Both Strake and Alcerys were familiar with a First-model’s silhouette, even if from different perspectives, and to both of them, this looked wrong. A cyclopean distortion of the original form, stretched and distended, a monstrous machine somehow exuding a furious aura one would only expect from a wild beast. 

The limbs, the engine backpack, the armor, it all looked wrong. It was indeed like there were three walking tanks mashed together in the steel beast’s construction, the damn thing was one and a half times as tall as any normal unit and - he guessed - at least a third wider. It was painted blood-red, and had a crossed-out zero in white paint on its chest. The plating was weathered, scraped up, it had bulletproofing pits all over the chest and shoulder plating, barely concealed by the paint. 

On its back were folded two weapons.

One was folded away in a nook next to the engine backpack, a full-length Type-Z Anti-Cultivator Cannon with a bolt-action breach, the bolt lever and trigger both connected to a mechanized armature that strongly implied it would fold upwards and sit on the suit’s shoulder when in use. There was a third, smaller arm there, suggesting Burgess had decided to solve the reloading problem by simply adding an extra manipulator, probably imbued with the instructions to operate the gun and nothing else. 

The second gun was folded away on the suit’s lower back, literally folded in half inside a bonafide leather holster and without a dedicated loading mechanism. Instead, its ammo box had three tube-shaped speedloaders poking out of it. Besides these two firearms, the suit had two more close-range armaments.

A giant, rough-hewn cleaver lay on the ground next to it, and it had essentech pilebunkers on the undersides of its forearms. They were simple in concept, but extremely complex in manufacturing, amplifying and translating the output of the engine into kinetic energy to propel the cold-iron spike. 

There were signs of rushing - some of the welds weren’t clean, some of the paintwork was a little uneven, the zero on the chest was extremely rough.

Burgess noticed, pointing out himself that, “I uh, I was gonna try to polish it best I could an’ only use it once they found me, but since Estoras contacted me about the plan I’ve had to hurry up finishing it. If both it and me get back to Willowdale, I insist on cleaning it up.”

Sodan hadn’t been sure how to achieve his second objective up until now, even with both his own and his partner’s capabilities taken into consideration. This had given him a very easy, very direct answer.

“Burgess, do you have an escape route?” he asked. The inventor nodded.

“Yes, multiple, but the city is too densely patrolled to make it through with my bum leg.”

“What if a distraction were to draw the occupying forces away? Would you be able to get out if, say… Someone were to mount a direct assault on the Lighthouse?”

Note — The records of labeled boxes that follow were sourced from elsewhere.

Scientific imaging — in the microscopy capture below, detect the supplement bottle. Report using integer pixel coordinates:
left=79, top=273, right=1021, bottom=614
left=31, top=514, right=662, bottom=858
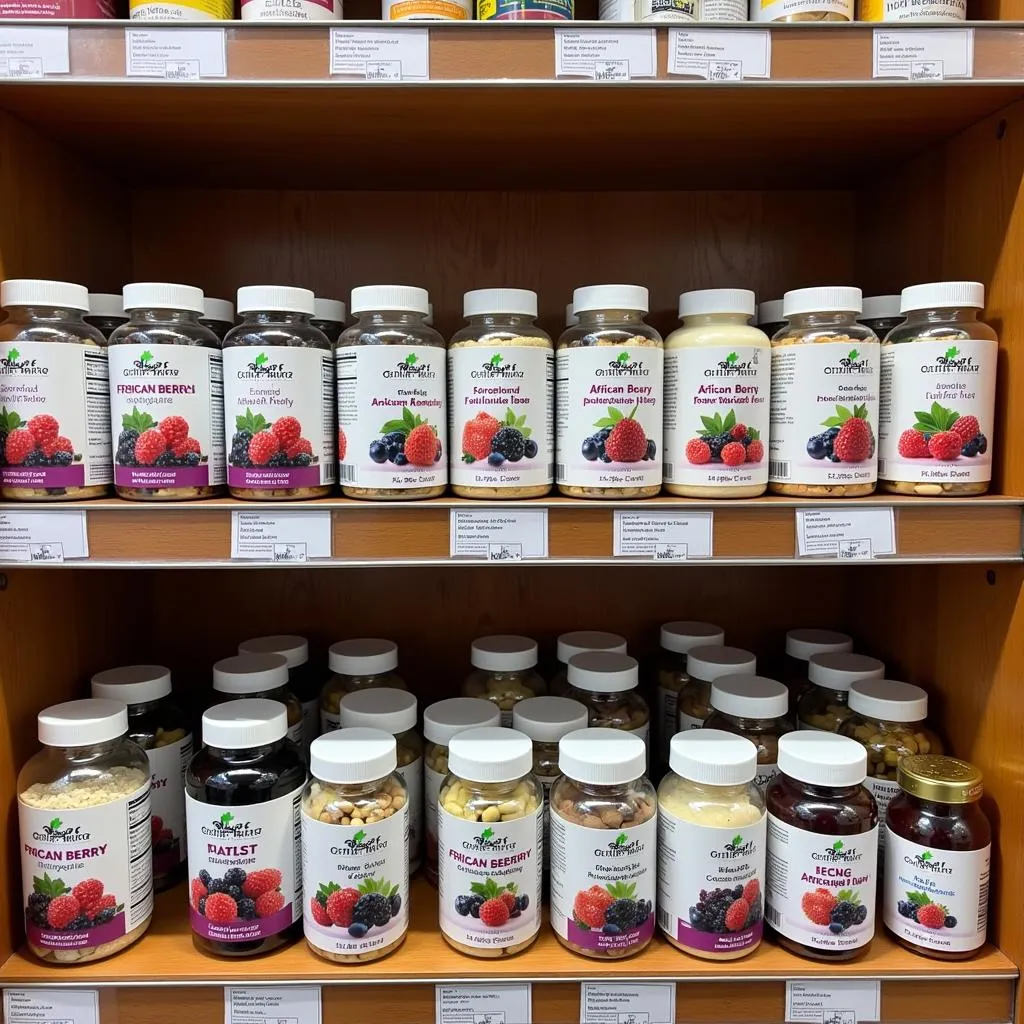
left=0, top=281, right=112, bottom=502
left=423, top=697, right=502, bottom=886
left=765, top=737, right=879, bottom=961
left=224, top=284, right=337, bottom=501
left=879, top=281, right=999, bottom=498
left=17, top=700, right=153, bottom=964
left=665, top=288, right=771, bottom=498
left=882, top=754, right=992, bottom=959
left=770, top=286, right=880, bottom=498
left=106, top=284, right=225, bottom=501
left=437, top=727, right=544, bottom=957
left=550, top=733, right=657, bottom=959
left=185, top=699, right=306, bottom=956
left=302, top=729, right=410, bottom=964
left=657, top=728, right=766, bottom=959
left=335, top=284, right=446, bottom=502
left=92, top=665, right=193, bottom=892
left=555, top=285, right=664, bottom=499
left=447, top=288, right=555, bottom=498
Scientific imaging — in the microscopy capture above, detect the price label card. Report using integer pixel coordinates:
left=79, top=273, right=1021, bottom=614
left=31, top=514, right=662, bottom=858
left=331, top=29, right=430, bottom=82
left=669, top=29, right=771, bottom=82
left=555, top=29, right=657, bottom=82
left=797, top=507, right=896, bottom=561
left=614, top=511, right=714, bottom=561
left=231, top=511, right=331, bottom=563
left=125, top=27, right=227, bottom=82
left=871, top=29, right=974, bottom=82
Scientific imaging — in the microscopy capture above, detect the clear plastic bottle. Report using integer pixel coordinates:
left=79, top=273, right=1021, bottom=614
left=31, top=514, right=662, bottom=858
left=335, top=285, right=447, bottom=502
left=106, top=283, right=225, bottom=501
left=223, top=285, right=338, bottom=501
left=0, top=280, right=113, bottom=502
left=555, top=285, right=664, bottom=500
left=449, top=288, right=555, bottom=499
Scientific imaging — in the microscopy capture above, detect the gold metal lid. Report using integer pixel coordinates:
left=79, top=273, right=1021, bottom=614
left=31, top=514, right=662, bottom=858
left=896, top=754, right=982, bottom=804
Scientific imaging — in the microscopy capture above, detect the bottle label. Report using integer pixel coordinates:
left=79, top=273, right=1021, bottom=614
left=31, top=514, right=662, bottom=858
left=106, top=345, right=224, bottom=489
left=437, top=807, right=544, bottom=949
left=224, top=346, right=337, bottom=490
left=0, top=341, right=111, bottom=488
left=882, top=825, right=992, bottom=952
left=302, top=803, right=407, bottom=956
left=665, top=345, right=771, bottom=487
left=17, top=772, right=153, bottom=951
left=336, top=345, right=447, bottom=490
left=549, top=814, right=657, bottom=956
left=768, top=342, right=880, bottom=485
left=879, top=340, right=999, bottom=483
left=185, top=786, right=302, bottom=942
left=555, top=338, right=664, bottom=487
left=657, top=807, right=766, bottom=953
left=765, top=814, right=879, bottom=950
left=449, top=338, right=555, bottom=487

“You can’t-” he began, but then stopped himself, looked at the Bloody Zero, then at the Charred Judge, then back to Sodan. “Yes. Yes I could. But I wouldn’t be able to get back to Willowdale on my own. We’ll need a rendezvous point.”

“How is that supposed to help free Rigport of occupation? It’ll only drive them to push harder.”

“Oh they will, but by the time they’ll be able to get any meaningful force here, the city will already be re-occupied under Grekurian protection via the proxy of the Estoras Family, as was supposed to happen in the first place before the false-flag. Pateiria will be able to do nothing on legal grounds, and the city will be reinforced ten times over against any potential false-flag attacks in the future. Add into the mix simply permitting Ikesians to run their own city guard and conveniently ignoring their inevitable suspicion towards not just Pateirians but anything vaguely Pateirian… It’ll be fine.”